The southern ice field (SIF) sample stands out from the other three glacier samples. The sample has concentrations of dissolved ions similar to the river and dilute springs, including an elevated fluoride concentration, as opposed to the values measured in the other glaciers and the sample has the most enriched isotopic values of all the glacier samples. The high solute concentrations probably reflect dissolved geologic material incorporated into the ice melt that was sampled from a melt pond in prolonged contact with the summit soil, unlike the other glacier melt sampled directly from the glacier ice. Interestingly, on Fig. 6 this sample plots on a potential mixing line between the glacial and groundwater sources, strengthening the argument that the sample is a mixture of both sources. This argument is support by the sample location, which was at the perimeter of the southern ice field at ground level and potentially in contact with some shallow groundwater. Isotopic data from two ice cores drilled through the southern ice field show δ18O values of approximately −10‰ (Thompson et al. 2002), similar to the ice melt samples, excluding the SIF sample.

Conclusions

The results presented within this report provide some of the first published hydrochemical and isotopic data from Kilimanjaro, including what is thought to be the first tritium data from the Kilimanjaro spring. These data will provide the baseline for further study in the region, including sampling around the complete circumference of the mountain and sampling during the wet season. The conclusions of the report, based on a data set limited in both spatial and temporal scale, will be strengthened with additional samples. For example, to verify the presence or lack of an old water source for Miwaleni, further investigation of seasonal and annual variability is needed. Anecdotal evidence suggests that springs have higher discharge during the wet season, a potential indicator of increased precipitation recharge and at least some relatively rapid flow paths.

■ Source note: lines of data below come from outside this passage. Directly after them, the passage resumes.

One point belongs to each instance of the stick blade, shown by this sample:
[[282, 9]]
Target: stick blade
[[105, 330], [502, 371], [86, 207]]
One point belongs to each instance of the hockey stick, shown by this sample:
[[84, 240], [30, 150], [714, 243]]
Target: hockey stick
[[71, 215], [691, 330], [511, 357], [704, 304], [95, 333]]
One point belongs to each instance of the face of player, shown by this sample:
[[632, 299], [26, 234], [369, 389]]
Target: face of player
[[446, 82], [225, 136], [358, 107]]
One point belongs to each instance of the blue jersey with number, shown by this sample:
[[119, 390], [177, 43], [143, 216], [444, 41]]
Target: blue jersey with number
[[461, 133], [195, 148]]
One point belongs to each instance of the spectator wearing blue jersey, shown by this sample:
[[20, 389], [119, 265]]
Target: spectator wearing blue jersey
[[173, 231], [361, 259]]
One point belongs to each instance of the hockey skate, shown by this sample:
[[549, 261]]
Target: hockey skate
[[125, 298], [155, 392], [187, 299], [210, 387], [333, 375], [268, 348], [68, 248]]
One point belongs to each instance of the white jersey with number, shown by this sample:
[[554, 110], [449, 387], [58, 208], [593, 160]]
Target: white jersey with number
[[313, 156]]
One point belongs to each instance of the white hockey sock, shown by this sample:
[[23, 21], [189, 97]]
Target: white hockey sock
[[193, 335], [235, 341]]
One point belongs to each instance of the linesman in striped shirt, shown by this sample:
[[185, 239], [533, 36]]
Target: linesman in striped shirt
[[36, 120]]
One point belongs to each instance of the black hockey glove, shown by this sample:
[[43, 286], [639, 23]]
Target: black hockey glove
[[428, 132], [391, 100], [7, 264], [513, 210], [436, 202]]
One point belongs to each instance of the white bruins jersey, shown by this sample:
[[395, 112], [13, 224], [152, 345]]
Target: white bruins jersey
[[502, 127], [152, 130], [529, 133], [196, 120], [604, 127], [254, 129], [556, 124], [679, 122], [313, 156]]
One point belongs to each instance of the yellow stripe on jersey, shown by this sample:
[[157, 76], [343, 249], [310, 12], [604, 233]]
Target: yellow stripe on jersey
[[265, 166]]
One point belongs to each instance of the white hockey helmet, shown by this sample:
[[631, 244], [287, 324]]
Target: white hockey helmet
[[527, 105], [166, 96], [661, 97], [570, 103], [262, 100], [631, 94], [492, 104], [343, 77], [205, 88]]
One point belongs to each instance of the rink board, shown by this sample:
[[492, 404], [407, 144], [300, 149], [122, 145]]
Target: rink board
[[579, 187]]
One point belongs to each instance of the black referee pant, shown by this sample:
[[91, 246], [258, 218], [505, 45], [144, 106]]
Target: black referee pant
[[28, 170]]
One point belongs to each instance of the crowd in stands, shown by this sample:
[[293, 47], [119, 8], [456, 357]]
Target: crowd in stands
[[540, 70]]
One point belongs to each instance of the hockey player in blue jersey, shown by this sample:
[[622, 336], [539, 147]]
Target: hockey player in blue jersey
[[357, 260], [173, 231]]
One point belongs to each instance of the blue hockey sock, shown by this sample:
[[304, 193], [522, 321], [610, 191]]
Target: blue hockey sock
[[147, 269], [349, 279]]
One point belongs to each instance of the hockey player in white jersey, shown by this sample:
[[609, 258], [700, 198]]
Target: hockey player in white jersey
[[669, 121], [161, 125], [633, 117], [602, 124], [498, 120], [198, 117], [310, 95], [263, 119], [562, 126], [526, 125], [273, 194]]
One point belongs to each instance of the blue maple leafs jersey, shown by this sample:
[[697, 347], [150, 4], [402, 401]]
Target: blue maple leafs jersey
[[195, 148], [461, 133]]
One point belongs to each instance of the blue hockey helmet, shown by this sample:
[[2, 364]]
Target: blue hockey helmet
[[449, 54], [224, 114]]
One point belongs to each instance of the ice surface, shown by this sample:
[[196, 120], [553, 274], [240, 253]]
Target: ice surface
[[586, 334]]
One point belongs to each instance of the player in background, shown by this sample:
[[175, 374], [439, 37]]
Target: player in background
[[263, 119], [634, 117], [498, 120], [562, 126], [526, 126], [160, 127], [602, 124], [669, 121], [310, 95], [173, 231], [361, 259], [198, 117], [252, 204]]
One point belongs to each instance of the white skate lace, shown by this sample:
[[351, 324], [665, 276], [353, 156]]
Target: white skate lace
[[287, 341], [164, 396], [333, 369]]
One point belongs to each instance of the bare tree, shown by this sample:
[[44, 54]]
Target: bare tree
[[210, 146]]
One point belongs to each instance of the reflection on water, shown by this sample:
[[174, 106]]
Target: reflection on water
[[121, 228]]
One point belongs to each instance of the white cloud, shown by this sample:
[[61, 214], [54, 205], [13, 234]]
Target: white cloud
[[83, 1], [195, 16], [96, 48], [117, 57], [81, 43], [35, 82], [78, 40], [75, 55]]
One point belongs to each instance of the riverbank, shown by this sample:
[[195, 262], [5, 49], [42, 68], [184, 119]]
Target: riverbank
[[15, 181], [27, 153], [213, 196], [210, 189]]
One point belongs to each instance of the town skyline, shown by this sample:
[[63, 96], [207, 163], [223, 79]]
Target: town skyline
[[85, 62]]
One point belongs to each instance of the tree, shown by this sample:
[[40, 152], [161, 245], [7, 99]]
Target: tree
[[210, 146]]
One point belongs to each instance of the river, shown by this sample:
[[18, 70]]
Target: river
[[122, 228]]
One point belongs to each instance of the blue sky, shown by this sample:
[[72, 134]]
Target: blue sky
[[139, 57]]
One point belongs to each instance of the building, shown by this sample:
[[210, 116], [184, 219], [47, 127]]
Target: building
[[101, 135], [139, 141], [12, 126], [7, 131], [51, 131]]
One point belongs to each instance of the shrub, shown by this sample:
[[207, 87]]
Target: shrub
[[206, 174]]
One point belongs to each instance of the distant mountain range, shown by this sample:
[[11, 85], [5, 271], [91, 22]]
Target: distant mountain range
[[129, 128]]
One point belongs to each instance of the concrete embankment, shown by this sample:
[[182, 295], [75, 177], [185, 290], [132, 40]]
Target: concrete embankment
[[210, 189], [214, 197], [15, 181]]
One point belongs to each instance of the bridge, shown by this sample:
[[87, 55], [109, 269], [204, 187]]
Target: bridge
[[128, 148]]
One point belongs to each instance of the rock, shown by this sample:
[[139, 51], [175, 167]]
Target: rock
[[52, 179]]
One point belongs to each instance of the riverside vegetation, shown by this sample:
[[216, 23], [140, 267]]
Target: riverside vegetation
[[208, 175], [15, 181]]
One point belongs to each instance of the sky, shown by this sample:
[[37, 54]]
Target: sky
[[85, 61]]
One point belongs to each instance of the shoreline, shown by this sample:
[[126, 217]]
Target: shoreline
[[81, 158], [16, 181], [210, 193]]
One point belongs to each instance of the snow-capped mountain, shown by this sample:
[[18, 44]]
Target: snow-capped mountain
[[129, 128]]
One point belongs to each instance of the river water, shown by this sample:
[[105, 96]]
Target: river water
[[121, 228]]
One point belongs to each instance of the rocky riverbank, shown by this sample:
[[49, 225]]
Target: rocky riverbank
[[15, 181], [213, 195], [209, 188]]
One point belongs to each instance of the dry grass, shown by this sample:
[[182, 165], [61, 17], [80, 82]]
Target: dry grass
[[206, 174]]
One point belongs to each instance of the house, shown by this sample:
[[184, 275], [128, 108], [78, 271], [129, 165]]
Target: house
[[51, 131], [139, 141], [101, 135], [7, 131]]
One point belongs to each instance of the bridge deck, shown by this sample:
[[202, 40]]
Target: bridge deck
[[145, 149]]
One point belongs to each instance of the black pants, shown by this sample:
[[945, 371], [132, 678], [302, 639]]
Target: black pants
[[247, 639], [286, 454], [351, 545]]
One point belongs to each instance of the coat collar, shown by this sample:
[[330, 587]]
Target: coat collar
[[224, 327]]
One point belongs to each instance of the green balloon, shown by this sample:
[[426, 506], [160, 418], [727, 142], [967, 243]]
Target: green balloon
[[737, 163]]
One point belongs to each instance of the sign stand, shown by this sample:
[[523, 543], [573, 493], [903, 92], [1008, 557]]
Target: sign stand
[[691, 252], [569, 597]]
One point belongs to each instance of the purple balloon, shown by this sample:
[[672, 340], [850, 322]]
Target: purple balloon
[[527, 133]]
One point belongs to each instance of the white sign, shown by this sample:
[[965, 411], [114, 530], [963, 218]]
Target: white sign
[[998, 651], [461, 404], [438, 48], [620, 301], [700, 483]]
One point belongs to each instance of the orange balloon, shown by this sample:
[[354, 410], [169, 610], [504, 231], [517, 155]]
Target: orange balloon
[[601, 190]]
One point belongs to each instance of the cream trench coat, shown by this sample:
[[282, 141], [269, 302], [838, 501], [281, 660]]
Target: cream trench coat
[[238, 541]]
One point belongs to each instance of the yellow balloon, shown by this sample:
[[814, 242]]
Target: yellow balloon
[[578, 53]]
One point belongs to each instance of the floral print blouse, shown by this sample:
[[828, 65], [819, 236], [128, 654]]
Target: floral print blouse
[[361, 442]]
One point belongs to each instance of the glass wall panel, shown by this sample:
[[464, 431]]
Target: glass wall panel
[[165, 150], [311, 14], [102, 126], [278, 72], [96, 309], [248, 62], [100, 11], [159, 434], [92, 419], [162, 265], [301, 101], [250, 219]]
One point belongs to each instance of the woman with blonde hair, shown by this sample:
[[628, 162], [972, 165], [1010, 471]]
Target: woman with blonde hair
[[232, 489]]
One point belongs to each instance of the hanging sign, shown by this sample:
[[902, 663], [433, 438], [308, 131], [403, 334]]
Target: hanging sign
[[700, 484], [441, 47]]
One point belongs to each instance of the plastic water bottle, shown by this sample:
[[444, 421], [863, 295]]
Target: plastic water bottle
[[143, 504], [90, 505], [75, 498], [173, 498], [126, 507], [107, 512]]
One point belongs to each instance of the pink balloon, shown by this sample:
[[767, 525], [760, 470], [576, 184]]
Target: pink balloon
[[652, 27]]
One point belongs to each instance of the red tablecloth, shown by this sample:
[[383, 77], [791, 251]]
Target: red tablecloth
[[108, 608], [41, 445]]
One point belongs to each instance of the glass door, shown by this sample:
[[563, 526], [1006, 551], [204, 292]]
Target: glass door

In the long term there are many interesting questions—Kilimanjaro is often viewed as an early indicator of climate change and detrimental changes in land-use. The results show the importance of recharge from the tropical rainforest topographical zone on the side of the mountain. With ongoing local and global changes, there will likely be many potential impacts on the hydrologic system.

A problem intrinsic to applying hydrochemical and isotopic mixing analysis is identifying unique chemical signatures that will separate glacial melt water from precipitation. Both sources of water have very low TDS values, and in tropical mountain regions it is often not possible to pinpoint a unique isotopic signature of the mostly convective precipitation due to strong elevation controls. There are some possible methods to avert or minimize these problems, including identifying multiple end-member signatures for EMMA type analysis (Christophersen and Hooper 1992), applying iterative geospatial-based statistical mixing analysis (Baraer et al. 2009), or restricting sampling to the dry season when precipitation is minimal (Mark and McKenzie 2007). In the Kilimanjaro situation and in particular this study, these techniques are difficult to apply due to the limited number of samples and precipitation influenced by orographic uplift.